Frommer was told by Dr. Kurani that he prescribed had Zyprexia for V (while in labor) but she refused to take it and that V “distorts everything that is told to her.” His interactions with V were while she was in labor.
Frommer told the parents that once J was medically cleared for discharge, she would not be going home with them. V became upset, started yelling and called the police. Frommer told B and V that there would be a court hearing on the matter on April 20, 2006, then V was discharged from the hospital.

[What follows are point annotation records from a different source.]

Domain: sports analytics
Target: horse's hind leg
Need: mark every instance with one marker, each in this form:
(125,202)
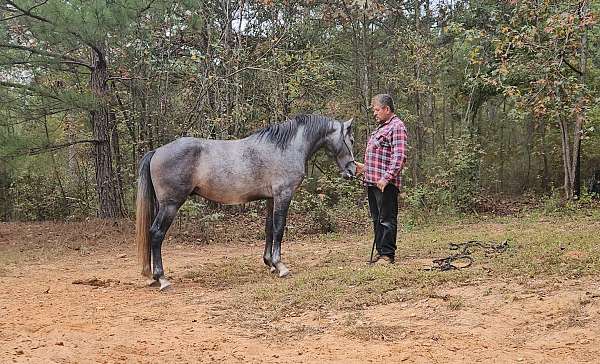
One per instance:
(162,222)
(267,256)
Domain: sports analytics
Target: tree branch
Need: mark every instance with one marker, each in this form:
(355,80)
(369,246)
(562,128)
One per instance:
(28,12)
(64,58)
(44,149)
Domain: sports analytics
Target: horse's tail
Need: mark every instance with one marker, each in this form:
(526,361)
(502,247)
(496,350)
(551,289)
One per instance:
(145,213)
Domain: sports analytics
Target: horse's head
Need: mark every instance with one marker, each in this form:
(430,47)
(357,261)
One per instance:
(341,145)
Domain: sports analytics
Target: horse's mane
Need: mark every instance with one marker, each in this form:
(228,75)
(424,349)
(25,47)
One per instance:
(315,126)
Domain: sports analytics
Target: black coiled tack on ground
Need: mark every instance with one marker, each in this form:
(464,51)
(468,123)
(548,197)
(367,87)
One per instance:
(462,258)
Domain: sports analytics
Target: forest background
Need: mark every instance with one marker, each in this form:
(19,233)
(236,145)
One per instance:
(500,97)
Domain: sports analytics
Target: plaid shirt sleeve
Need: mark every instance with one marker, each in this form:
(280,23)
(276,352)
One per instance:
(399,139)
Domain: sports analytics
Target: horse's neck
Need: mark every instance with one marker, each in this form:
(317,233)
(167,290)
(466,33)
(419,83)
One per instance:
(314,143)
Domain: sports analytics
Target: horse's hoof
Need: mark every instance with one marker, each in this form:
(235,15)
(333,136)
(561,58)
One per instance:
(152,283)
(283,271)
(164,284)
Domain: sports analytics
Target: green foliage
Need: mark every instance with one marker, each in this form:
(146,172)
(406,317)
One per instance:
(453,180)
(321,196)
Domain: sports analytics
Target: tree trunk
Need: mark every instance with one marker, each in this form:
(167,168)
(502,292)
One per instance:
(107,188)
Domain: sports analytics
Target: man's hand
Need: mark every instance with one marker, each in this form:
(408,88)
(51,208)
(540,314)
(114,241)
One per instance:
(360,168)
(381,184)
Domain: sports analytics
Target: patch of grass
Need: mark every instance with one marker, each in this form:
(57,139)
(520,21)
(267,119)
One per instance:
(455,303)
(375,332)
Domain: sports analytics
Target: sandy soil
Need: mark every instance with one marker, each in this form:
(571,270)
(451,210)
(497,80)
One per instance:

Later that day, Frommer went to the parents’ apartment to complete a home assessment and reminded V.M. and B.G. about the court hearing on April 20, 2006. She called on the morning of the hearing to remind the couple of the hearing and B denied that he knew Frommer. They did not show up to the hearing and J was discharged from the hospital on April 24, 2006, and placed in foster care.
At another hearing on May 9, 2006, V’s PTSD and psychiatric history was discussed with the trial judge, who directed V to release her psychiatric records to DYFS, and if they confirmed what she said, J would be returned to her. V’s previous psychiatrist had diagnosed her V as suffering from post-traumatic stress, panic disorder and major depression as a result from being forced to participate in a boxing match at work in 1993. Notes showed concern that V had not made progress and was demonstrating paranoia and psychotic ideations.
According to the court documents, V offered the judge “information that proved to be in significant conflict with the hospital records,” stating that she signed the consent form as soon as she arrived at the hospital and “even though she was in extreme pain, it took the anesthesiologist several hours before administering an epidural. The first time he tried, the nurses were pushing her back and forth so violently that he could not administer the injection.” Dr. Kurani was called at V’s request to “deal with the inappropriate behavior of the nursing staff.”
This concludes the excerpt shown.